Judicial Interpretation of the Presidential Power of Pardon in Nigeria

Author: Sogunle Benjamin Abayomi

ISSN: 2521-5434
Affiliations: LLB (Hons), BL, LLM, Senior Lecturer, Faculty of Law, Olabisi Onabanjo University, Ago-Iwoye, Ogun State, Nigeria
Source: Africa Journal of Comparative Constitutional Law, 2021, p. 23 – 40


The exercise of the presidential power of pardon has generated periodic controversies and elicited various reform proposals in Nigeria in recent times because this power is often exercised in ways that are clearly at odds with Nigerian society’s interests, including granting pardons to further narrow partisan interests and other personal ends.
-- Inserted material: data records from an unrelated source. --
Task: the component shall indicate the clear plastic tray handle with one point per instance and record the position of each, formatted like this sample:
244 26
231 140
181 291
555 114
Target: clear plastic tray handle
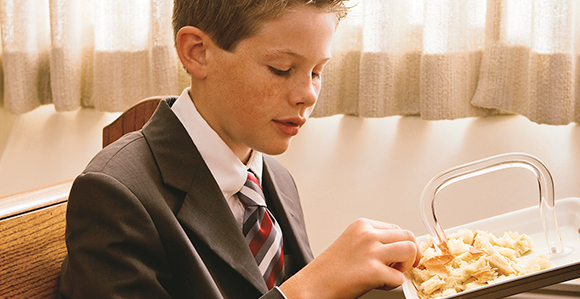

Of utmost concern is the question of the proper time to exercise this power—whether before or after conviction or at any time in-between. Although the Supreme Court of Nigeria takes the view that the power should not be exercised until after conviction, this paper examines, by way of a comparative analysis, the full amplitude of this power within the narrow confines of this riposteprovoking issue, juxtaposing the reasoning of the Supreme Court of Nigeria against the text of the Constitution, and concludes that, since pardon, an act of grace, operates outside of strict legal rules, subjecting its exercise by the president to the high due process threshold canvassed by the court would defeat the essence of this power.